Lavinya Dergisi
ÖZGÜRLÜĞÜN EŞİĞİNDE
Vaktinde firar zaferdir. Bundan ala söz duymadım bu hayatta... Topla sana ait ne varsa. Tasın mı tarağın mı? Birikmişliğin içinde çürümüş anıların mı? Üst üste istiflediğin cümlelerin mi ?
Hepsini al ve çık o kapıdan. Arkana bakmadan çık. Bakarsan, göreceğin senin zincirlerin olacak. Son bir kez bak duvardaki asılı resimlere. Kendi gerçekliğini düşlerinle karıştırdığın o anların görüntüsüne. Hepsine elveda de. Sesin içinden değil, hıçkırıklarla değil; güçlü melodilerle dökülsün. Affet ya da affetme. Ne olursa olsun sihirli kelimeyle çık o kapıdan... Elveda!!!
Sonra kapıyı aç. Rüzgarı karşıla. Olmazları olurlar heybesine aktardığın tatlı günlerin acı soğuğunu hisset. Yeni özgürlüklerin can yakıcı ilk nefesini al. Artık her şey farklı olacak diyeceksin lakin içindeki korku ile yürüyeceksin. Seni sen yapan her şeyden uzaklaşmak seni boşluğa sürükleyebilir. Vazgeçme!!!

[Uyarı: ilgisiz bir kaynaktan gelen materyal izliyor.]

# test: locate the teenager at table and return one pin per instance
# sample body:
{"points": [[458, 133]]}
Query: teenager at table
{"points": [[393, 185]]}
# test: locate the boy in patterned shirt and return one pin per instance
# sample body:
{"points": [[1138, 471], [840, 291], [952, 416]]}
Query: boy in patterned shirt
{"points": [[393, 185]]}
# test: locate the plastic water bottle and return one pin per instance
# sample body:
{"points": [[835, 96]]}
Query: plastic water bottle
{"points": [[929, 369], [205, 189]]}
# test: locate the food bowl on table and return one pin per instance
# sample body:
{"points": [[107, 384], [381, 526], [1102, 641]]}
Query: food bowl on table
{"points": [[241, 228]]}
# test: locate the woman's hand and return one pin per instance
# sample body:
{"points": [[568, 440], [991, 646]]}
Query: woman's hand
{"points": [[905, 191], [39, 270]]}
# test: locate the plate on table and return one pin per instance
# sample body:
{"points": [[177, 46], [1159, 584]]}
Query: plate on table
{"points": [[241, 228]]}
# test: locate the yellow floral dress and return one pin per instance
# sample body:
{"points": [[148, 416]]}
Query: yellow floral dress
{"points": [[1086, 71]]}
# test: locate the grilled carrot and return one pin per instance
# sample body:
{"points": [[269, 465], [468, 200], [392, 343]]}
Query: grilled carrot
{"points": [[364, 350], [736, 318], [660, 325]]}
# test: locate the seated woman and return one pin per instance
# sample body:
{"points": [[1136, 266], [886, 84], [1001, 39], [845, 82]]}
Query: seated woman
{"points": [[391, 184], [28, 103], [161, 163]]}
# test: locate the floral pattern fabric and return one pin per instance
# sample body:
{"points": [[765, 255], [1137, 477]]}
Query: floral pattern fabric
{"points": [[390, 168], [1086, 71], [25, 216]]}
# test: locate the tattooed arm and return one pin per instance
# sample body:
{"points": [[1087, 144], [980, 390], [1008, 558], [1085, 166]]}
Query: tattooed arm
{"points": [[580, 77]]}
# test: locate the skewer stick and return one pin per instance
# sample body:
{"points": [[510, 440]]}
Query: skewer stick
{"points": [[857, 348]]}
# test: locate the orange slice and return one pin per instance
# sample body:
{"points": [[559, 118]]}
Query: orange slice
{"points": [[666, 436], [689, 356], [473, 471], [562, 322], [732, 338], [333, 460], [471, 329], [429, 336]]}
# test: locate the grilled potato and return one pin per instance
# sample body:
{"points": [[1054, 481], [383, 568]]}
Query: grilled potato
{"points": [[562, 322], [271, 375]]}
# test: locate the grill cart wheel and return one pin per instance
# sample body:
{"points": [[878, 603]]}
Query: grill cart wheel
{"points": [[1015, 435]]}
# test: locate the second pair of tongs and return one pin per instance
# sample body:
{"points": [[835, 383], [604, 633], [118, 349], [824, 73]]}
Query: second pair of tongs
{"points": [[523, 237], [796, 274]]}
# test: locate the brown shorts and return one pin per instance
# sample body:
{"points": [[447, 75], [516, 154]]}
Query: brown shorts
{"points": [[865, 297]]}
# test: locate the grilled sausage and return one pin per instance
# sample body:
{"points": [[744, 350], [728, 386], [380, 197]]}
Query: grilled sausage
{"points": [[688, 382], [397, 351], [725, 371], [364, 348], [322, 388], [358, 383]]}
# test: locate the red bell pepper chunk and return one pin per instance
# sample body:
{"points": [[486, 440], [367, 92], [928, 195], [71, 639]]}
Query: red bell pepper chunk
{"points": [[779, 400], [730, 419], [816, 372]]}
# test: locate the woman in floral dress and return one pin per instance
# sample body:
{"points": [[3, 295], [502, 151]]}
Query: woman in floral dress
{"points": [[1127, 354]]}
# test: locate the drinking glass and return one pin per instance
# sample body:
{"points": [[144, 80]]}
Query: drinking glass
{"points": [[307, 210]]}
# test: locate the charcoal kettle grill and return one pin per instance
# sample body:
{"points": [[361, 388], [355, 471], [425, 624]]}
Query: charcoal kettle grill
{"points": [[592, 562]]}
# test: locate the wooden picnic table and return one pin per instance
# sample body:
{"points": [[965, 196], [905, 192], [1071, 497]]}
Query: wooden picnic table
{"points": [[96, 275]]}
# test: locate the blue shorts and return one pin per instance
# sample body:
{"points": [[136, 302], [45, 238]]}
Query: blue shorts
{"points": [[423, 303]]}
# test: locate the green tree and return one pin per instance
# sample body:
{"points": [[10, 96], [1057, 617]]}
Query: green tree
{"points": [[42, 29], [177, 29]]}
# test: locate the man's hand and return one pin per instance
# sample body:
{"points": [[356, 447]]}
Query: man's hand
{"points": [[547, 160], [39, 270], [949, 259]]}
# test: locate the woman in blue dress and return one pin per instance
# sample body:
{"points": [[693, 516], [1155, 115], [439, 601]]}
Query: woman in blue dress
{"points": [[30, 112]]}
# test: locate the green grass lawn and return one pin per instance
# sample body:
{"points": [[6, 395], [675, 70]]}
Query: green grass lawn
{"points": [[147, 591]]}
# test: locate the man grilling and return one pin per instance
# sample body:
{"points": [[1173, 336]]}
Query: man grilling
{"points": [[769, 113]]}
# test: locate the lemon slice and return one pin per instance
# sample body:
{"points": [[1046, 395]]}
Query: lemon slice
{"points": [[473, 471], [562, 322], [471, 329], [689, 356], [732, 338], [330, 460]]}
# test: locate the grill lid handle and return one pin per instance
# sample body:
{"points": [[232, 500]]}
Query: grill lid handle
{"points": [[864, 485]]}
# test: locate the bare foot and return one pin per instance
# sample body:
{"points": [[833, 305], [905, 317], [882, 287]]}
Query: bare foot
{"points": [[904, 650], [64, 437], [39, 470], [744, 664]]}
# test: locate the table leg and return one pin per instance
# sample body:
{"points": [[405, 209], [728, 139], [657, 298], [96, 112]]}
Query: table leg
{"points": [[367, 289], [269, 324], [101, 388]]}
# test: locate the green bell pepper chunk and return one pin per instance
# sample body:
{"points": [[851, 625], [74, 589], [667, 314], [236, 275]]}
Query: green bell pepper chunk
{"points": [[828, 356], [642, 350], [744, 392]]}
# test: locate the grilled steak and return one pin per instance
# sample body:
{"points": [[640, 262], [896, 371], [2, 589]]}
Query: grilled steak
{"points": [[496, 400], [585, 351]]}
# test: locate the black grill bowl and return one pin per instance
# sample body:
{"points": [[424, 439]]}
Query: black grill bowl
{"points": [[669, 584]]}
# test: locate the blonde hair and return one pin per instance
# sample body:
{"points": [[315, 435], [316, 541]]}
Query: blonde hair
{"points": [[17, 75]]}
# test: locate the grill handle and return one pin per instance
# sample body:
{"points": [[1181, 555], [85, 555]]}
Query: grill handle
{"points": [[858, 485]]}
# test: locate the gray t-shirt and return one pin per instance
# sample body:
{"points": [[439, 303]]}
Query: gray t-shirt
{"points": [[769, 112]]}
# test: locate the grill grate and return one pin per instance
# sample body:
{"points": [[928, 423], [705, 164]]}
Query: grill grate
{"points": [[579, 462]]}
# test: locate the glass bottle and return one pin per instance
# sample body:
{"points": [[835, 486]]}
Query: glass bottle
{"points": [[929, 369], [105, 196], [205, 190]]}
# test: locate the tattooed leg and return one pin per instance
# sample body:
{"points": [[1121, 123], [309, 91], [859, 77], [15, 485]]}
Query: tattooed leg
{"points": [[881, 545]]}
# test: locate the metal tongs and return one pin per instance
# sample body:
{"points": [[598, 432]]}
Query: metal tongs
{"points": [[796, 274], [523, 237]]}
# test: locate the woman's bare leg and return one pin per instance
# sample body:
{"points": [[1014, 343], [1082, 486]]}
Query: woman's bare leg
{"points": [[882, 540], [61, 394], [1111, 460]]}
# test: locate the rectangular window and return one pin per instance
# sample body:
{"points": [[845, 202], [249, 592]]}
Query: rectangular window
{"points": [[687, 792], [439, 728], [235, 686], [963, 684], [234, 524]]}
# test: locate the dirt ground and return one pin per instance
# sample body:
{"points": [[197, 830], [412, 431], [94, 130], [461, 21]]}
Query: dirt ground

Yürüdükçe bastığın toprağın sertliği seni gerçekle buluşturacak. Her adımda daha gözü kara hissedeceksin. Özgürlük bıçak gibi keskin olacak, kesiklerin gün gün kanayacak. O kan, eskiyi yıkayacak, taze kan sana hayat verecek. Bir tepeden baktığında; sonsuz ihtimallerini gördükçe anlayacaksın yaranın kıymetini. Aldığın o acı dolu nefes şu ana kadar ki en değerli nefesin olacak.
Ve o an bir fısıltı duyacaksın ''Burası yeniden başlamanın toprakları''. Gözlerin ufukta bilmediği renkleri, tanımadığı iklimi süzüyor olacak. Her şey yabancı bir o kadar da tanıdık gelecek. Hiç bir yere ait olmamanın garip huzurunu tadacaksın belki de. İşte o an aklında geçmişten tek bir anı saklayacaksın ;
En afili kırmızı rujunu heba etmek uğruna, yaz kızım aynana... Vaktinde firar zaferdir.